1941 Wild

Discovery
- Discovered by: K. Reinmuth
- Discovery site: Heidelberg Obs.
- Discovery date: 6 October 1931

Designations
- Named after: Paul Wild (Swiss astronomer)
- Alternative designations: 1931 TN_{1} · 1971 SO_{1} A915 UA
- Minor planet category: main-belt · Hilda Schubart

Orbital characteristics
- Epoch 4 September 2017 (JD 2458000.5)
- Uncertainty parameter 0
- Observation arc: 101.55 yr (37,090 days)
- Aphelion: 5.0926 AU
- Perihelion: 2.8115 AU
- Semi-major axis: 3.9520 AU
- Eccentricity: 0.2886
- Orbital period (sidereal): 7.86 yr (2,870 days)
- Mean anomaly: 288.25°
- Mean motion: 0° 7^{m} 31.8^{s} / day
- Inclination: 3.9587°
- Longitude of ascending node: 60.454°
- Argument of perihelion: 302.70°
- Jupiter MOID: 0.4044 AU
- T_{Jupiter}: 2.9810

Physical characteristics
- Dimensions: 17.120±0.122 km 24.30 km (calculated)
- Synodic rotation period: 9.05 h 45.6488±0.1783 h
- Geometric albedo: 0.057 (assumed) 0.152±0.032
- Spectral type: M · C
- Absolute magnitude (H): 11.8 · 11.83±0.38 · 12.139±0.002 (S)

= 1941 Wild =

Hilda asteroid

1941 Wild, provisional designation , is an eccentric Hildian asteroid from the outermost region of the asteroid belt, approximately 20 kilometers in diameter.

It was discovered on 6 October 1931, by German astronomer Karl Reinmuth at Heidelberg Observatory in southern Germany. The asteroid was named for Swiss astronomer Paul Wild.

== Orbit and classification ==

Wild is a member of the Hilda family, a large group of asteroids that are thought to have originated from the Kuiper belt. Located in the outermost part of the main-belt, they orbit in a 3:2 orbital resonance with the gas giant Jupiter, meaning that for every 2 orbits Jupiter completes around the Sun, a Hildian asteroid will complete 3 orbits. As the Hildas neither cross the path of any of the planets nor can they be pulled out of orbit by Jupiter's gravitational field due to their resonance, it is likely that the asteroid will remain in a stable orbit for thousands of years.
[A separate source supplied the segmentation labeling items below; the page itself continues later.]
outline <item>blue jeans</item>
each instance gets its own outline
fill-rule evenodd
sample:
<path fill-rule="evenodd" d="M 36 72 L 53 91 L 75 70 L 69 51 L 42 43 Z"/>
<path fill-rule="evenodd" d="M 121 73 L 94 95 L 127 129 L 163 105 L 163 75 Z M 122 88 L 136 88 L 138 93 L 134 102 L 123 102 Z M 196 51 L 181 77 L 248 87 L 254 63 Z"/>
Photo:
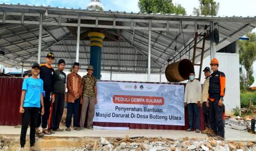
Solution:
<path fill-rule="evenodd" d="M 195 129 L 199 129 L 199 108 L 197 103 L 188 104 L 188 125 L 189 129 L 194 129 L 194 115 L 195 119 Z"/>
<path fill-rule="evenodd" d="M 79 127 L 78 123 L 78 112 L 79 109 L 79 103 L 80 98 L 75 100 L 74 103 L 68 102 L 68 109 L 67 113 L 67 119 L 66 120 L 66 126 L 69 127 L 71 125 L 71 119 L 72 118 L 72 115 L 74 114 L 73 117 L 73 126 Z"/>
<path fill-rule="evenodd" d="M 211 129 L 217 136 L 224 137 L 225 129 L 223 122 L 223 106 L 219 106 L 219 98 L 215 98 L 214 101 L 209 101 L 210 123 Z"/>

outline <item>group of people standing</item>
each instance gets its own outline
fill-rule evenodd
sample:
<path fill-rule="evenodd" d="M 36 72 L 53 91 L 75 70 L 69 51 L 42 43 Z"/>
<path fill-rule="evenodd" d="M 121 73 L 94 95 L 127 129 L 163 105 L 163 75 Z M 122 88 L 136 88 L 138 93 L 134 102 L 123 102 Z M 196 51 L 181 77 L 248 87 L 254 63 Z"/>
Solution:
<path fill-rule="evenodd" d="M 200 82 L 195 79 L 195 72 L 191 71 L 189 80 L 185 88 L 184 105 L 188 108 L 189 128 L 187 131 L 199 130 L 199 108 L 203 108 L 206 130 L 203 133 L 216 136 L 220 140 L 225 138 L 225 106 L 224 98 L 225 92 L 225 75 L 218 70 L 219 61 L 214 58 L 210 63 L 213 73 L 206 67 L 203 70 L 205 80 L 203 90 Z M 194 121 L 194 117 L 195 122 Z"/>
<path fill-rule="evenodd" d="M 71 131 L 72 116 L 74 130 L 83 130 L 87 112 L 87 128 L 92 129 L 95 105 L 97 104 L 96 79 L 92 76 L 93 67 L 88 66 L 87 74 L 81 78 L 78 74 L 79 63 L 74 62 L 72 72 L 67 76 L 63 72 L 66 66 L 64 60 L 60 59 L 58 62 L 58 69 L 55 70 L 51 66 L 54 59 L 52 53 L 48 53 L 46 63 L 33 64 L 32 76 L 26 77 L 23 81 L 19 109 L 20 113 L 22 113 L 21 149 L 24 148 L 29 123 L 30 149 L 31 150 L 34 149 L 35 135 L 42 137 L 44 135 L 64 130 L 59 128 L 64 101 L 67 102 L 66 130 Z M 68 90 L 67 96 L 66 88 Z M 79 104 L 82 104 L 80 123 Z M 52 107 L 51 114 L 51 107 Z M 39 129 L 40 125 L 42 131 Z"/>
<path fill-rule="evenodd" d="M 84 129 L 85 117 L 88 113 L 87 128 L 92 129 L 95 105 L 97 104 L 96 79 L 92 76 L 94 68 L 88 66 L 88 73 L 83 78 L 78 74 L 79 63 L 74 62 L 72 72 L 66 76 L 63 72 L 65 61 L 60 59 L 58 69 L 51 66 L 54 55 L 48 53 L 46 63 L 40 65 L 36 63 L 32 66 L 32 76 L 25 78 L 22 86 L 19 112 L 22 113 L 22 126 L 20 145 L 24 149 L 26 135 L 30 123 L 30 149 L 33 150 L 35 135 L 42 137 L 56 131 L 63 131 L 59 128 L 64 110 L 64 102 L 67 102 L 66 130 L 70 131 L 72 118 L 73 117 L 73 129 Z M 199 107 L 203 107 L 204 120 L 209 134 L 224 138 L 223 122 L 223 97 L 225 91 L 225 74 L 218 71 L 219 61 L 214 59 L 210 63 L 213 73 L 209 67 L 204 69 L 205 81 L 203 92 L 200 82 L 195 79 L 195 72 L 190 72 L 189 80 L 185 88 L 184 105 L 187 106 L 189 127 L 187 131 L 193 131 L 194 116 L 195 119 L 195 132 L 199 130 Z M 40 78 L 39 78 L 40 76 Z M 67 84 L 66 84 L 67 82 Z M 66 86 L 67 85 L 67 86 Z M 66 88 L 68 90 L 66 95 Z M 82 104 L 80 122 L 79 120 L 79 104 Z M 53 108 L 50 114 L 50 107 Z M 51 114 L 51 115 L 50 115 Z M 39 127 L 42 129 L 40 131 Z M 47 127 L 48 126 L 48 127 Z M 203 132 L 206 132 L 206 131 Z"/>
The asteroid orbits the Sun in the outer main-belt at a distance of 2.8–5.1 AU once every 7 years and 10 months (2,870 days). Its orbit has an eccentricity of 0.29 and an inclination of 4° with respect to the ecliptic. Wild's observation arc begins with its discovery observation, as , a previous identification made at Heidelberg in 1918, remained unused.

== Physical characteristics ==

According to the survey on the Hilda Population carried out by the Wide-field Infrared Survey Explorer (WISE) with its subsequent NEOWISE mission, Wild measures 17.2 kilometers in diameter, and its surface has an albedo of 0.152, while the Collaborative Asteroid Lightcurve Link assumes a standard albedo for carbonaceous asteroids 0.057, and calculates a diameter of 24.3 kilometers with an absolute magnitude of 11.8. WISE also classifies the carbonaceous asteroid as a metallic M-type.

A rotational lightcurve of Wild was obtained by Richard P. Binzel in October 1987. It gave a rotation period of 9.05 hours with a brightness variation of 0.36 magnitude (U=2). A longer period of 45.6 hours was derived from photometric observations at the Palomar Transient Factory in September 2011 (U=1)

== Naming ==

This minor planet was named in honor of Swiss astronomer Paul Wild (1925–2014), who worked at the Astronomical Institute of the University of Bern. Wild's research focused on the discovery and observation of supernovae in other galaxies. He was also a prolific discoverer of minor planets and comets, most notably of comet Wild 2, which he discovered at the university's nearby Zimmerwald Observatory, and which was later visited by NASA's Stardust Mission. The official was published by the Minor Planet Center on 20 February 1976 (M.P.C. 3938).